Best of all, it has Black and Blanchett, who are having an enormously good time as the silly-serious adults in this elaborate fantasy world. Black's been here: The House with a Clock in Its Walls bears many similarities to the 2015 "autumnal horror-fantasy for children" Goosebumps, which he also starred in, with the major exception that House isn't insipid drudgery. Playing a tart-tongued purple-clad suburban witch is, near as I can tell, untrod ground for Blanchett (the film does add a tragic backstory for Mrs. Zimmerman, probably not only or even primarily for Blanchett, but it does at least give her some stuff to do that's all silent and in the back of her eyes), but it's no surprise that she nails it, finding exactly the right amount of "okay boys and girls, let's have fun" energy to shade into kitsch or camp without actually falling into either one of them, and thereby undercutting the movie (indeed, her work here is much better than the last time she played a mostly comic character in a light, playful movie, this summer's Ocean's Eight).

The two grown-ups add precisely the right energy - here upbeat, here serious - to keep the film moving in the right direction even when the actual protagonist is a bit of a blank spot; they also tend to ground the film more in fantasy than in horror. And maybe that's a good thing, maybe it's not. It does make the film a bit of a lark more than anything else.

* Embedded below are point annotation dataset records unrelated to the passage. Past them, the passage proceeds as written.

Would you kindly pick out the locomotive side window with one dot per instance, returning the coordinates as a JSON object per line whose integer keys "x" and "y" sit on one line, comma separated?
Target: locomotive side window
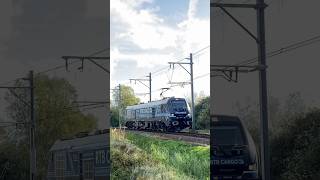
{"x": 178, "y": 105}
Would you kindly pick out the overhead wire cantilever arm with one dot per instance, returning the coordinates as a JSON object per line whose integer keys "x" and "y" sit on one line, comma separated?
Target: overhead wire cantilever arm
{"x": 140, "y": 81}
{"x": 228, "y": 70}
{"x": 90, "y": 58}
{"x": 222, "y": 6}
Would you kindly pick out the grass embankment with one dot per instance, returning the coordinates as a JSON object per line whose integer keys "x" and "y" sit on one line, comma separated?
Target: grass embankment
{"x": 136, "y": 156}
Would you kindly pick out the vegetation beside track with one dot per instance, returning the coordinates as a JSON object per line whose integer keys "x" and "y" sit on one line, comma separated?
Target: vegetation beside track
{"x": 137, "y": 156}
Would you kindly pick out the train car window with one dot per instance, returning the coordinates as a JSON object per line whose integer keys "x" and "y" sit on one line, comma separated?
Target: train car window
{"x": 137, "y": 113}
{"x": 158, "y": 109}
{"x": 228, "y": 135}
{"x": 59, "y": 165}
{"x": 163, "y": 110}
{"x": 153, "y": 112}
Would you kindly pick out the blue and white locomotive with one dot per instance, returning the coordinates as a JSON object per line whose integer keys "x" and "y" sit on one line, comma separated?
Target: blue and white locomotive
{"x": 169, "y": 114}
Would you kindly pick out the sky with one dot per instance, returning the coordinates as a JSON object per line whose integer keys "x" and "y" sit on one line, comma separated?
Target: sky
{"x": 147, "y": 34}
{"x": 287, "y": 22}
{"x": 35, "y": 34}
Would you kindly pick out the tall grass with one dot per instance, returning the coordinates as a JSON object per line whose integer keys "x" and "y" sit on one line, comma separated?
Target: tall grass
{"x": 193, "y": 161}
{"x": 130, "y": 162}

A spooky lark, with a really good haunted house, but this definitely falls more on the side of "it's fun to be scared" than "it's terrifying & cathartic to be scared". Which is fine, of course: there are few enough decent children's fantasies anyway that this is enough to stand out whatever its generic allegiances. We'll never know for sure, but I'm pretty sure if this movie came out when I was 9 years old, I'd have worn out the VHS tape re-watching it.

*This isn't, of course, mostly for the sake of the children; children, I think, are not merely able but eager to watch all manner of decapitation and gutmunching and vivisection, the gorier the better, and tell each other the most elaborately horrific tales, and be none the worse for the wear. Or perhaps I and my childhood friends were merely beastly little psychopaths, but I have no real reason to assume that was the case, even if I did grow up to become an academic.